If you think that only humans have the ability to get “high,” you're wrong. Bottlenose dolphins can also do it, and they do so by using poison.

Over the course of its study, bottlenose dolphins ( Tursiops ) have been filmed while under this bizarre and euphoric state. They're not using drugs and other illegal substances, though. Instead, these animals use the poison of a pufferfish ( Tetraodontidae ) to get high.

The Sun posted the video on a recent article, along with several clipped images while under the influence. Apparently, these adolescent dolphins have been using pufferfish poison for their indulgence for a long time. While it's not quite safe to say that they're addicted to it, but they continue to use it despite getting kicked out of their family pod.

A bottlenose dolphin
A bottlenose dolphin breaks the surface near Kennedy Space Center in this 2009 photo released by the United States Department of Fish and Wildlife on March 3, 2011. Reuters

Think of it like having your dad catching you with a bag of weed in your room and you get evicted from your house. Dolphins are mammals and they can develop a rather strong ties with each other.

The 40-second video showed a group of bottlenose dolphins on their natural habitat, swimming playfully. One has a pufferfish on its beak and yes, it looked like it's stoned. The animal's eyes can also be best described as half-open, half-close and if one looks a bit closer, you can actually see it smiling.

Moving over, the dolphins also took turns on the pufferfish as they tossed it to each other. The source added that they took turns chewing its skin before it was ripped apart after playing with it for 20 minutes.

Those who have had their fill of the fish's tetrodotoxin swam up the water and started to act very “peculiar.”

Zoologist Rob Pilley previously told The Sun that the video is a case of young dolphins “experimenting.”

“ It was the most extraordinary thing to see,” Pilley said.

The article added that it even came to a point that the dolphins were seemingly perplexed by their reflection on the water.

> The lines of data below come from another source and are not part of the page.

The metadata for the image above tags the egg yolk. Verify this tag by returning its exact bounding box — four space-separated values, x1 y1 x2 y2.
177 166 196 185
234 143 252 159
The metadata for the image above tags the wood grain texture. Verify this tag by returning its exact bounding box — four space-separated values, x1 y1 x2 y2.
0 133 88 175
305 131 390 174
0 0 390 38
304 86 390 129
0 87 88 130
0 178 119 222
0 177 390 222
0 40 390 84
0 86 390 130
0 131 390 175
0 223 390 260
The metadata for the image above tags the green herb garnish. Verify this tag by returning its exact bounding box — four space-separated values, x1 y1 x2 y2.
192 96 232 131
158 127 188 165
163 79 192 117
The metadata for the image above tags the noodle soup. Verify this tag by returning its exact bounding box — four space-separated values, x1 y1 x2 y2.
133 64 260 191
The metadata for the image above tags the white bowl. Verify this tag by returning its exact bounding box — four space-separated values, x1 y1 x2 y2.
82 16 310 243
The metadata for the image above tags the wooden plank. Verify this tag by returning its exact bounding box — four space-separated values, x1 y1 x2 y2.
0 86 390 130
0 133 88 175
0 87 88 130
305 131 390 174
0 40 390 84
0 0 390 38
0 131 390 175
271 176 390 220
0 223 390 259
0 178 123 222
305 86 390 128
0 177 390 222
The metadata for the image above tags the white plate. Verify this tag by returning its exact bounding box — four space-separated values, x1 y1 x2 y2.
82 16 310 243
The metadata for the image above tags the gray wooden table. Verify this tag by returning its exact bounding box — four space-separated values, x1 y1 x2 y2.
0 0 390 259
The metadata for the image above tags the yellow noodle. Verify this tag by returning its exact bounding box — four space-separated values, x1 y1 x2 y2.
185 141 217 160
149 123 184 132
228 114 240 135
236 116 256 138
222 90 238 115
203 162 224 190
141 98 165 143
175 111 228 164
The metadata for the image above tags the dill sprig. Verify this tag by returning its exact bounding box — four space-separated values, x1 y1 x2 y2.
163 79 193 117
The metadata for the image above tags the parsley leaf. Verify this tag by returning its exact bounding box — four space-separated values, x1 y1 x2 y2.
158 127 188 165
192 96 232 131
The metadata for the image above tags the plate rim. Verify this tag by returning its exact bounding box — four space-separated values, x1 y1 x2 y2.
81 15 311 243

Experts believed that dolphins may feel “light-headed” once they ingest the fish's poison. This is because the poison contains THC, or tetrahydrocannabinol. It is also found in marijuana and is responsible for its psychological effects.

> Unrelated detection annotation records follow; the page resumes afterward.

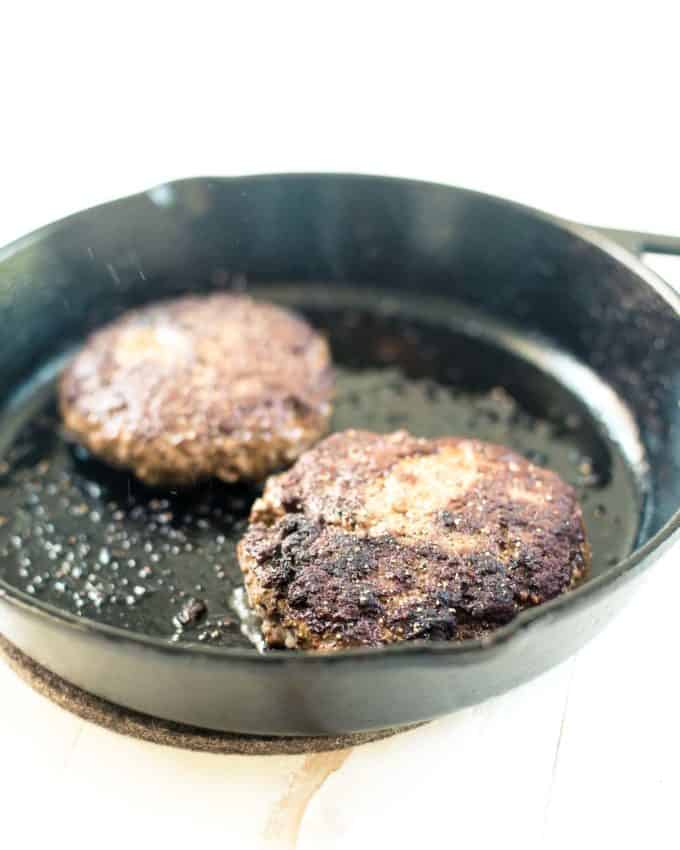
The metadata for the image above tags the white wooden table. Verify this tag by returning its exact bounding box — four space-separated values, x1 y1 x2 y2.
0 6 680 850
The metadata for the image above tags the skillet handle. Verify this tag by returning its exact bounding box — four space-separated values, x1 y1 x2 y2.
590 226 680 257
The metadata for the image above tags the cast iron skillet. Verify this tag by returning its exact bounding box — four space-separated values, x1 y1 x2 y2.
0 174 680 735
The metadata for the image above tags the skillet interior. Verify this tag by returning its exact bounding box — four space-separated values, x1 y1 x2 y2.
0 175 680 664
0 284 646 649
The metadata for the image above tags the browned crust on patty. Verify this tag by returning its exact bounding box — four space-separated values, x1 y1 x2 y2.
59 293 333 484
239 431 590 649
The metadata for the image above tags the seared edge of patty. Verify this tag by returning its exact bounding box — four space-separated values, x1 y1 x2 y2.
239 431 590 649
59 293 334 484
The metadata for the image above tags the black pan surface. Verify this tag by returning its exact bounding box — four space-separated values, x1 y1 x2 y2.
0 175 680 734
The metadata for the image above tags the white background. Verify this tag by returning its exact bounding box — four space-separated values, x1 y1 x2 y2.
0 6 680 848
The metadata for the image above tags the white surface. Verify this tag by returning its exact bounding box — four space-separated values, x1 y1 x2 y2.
0 2 680 850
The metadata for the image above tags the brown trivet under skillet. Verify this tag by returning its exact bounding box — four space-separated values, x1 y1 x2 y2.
0 635 420 755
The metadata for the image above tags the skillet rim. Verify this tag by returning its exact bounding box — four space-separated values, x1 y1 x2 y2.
0 172 680 664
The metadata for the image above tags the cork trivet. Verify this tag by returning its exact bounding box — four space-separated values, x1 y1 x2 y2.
0 635 420 755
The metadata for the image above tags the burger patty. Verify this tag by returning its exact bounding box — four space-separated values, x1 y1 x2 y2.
238 430 590 650
59 294 333 485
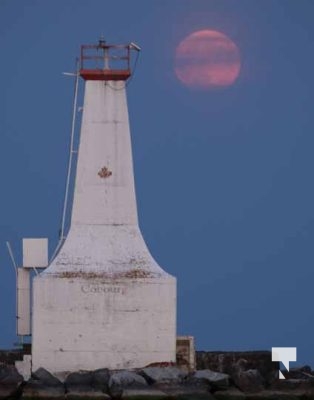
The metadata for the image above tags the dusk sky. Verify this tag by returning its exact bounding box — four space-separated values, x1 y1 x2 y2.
0 0 314 366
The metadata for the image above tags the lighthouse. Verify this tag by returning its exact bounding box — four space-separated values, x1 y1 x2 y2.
32 40 176 373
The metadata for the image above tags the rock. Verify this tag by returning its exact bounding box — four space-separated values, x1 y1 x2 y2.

Pufferfish have high levels of this substance on their liver, skin and reproductive organs. It can prove to be fatal to humans and enough to kill animals “if they take too much.”

One expert, however, contradicted the dolphins' act and said that the poison of a pufferfish can only cause animals “anything but pain.”

“ The puffer fish's tetrodotoxin shuts down nerve cells, but it doesn't cross the blood barrier,” said Christie Wilcox. Furthermore, the Science Sushi author opined that the poison is not like recreational drugs that have a some effect on the brain.

“ I find it hard to believe that it would be pleasurable.”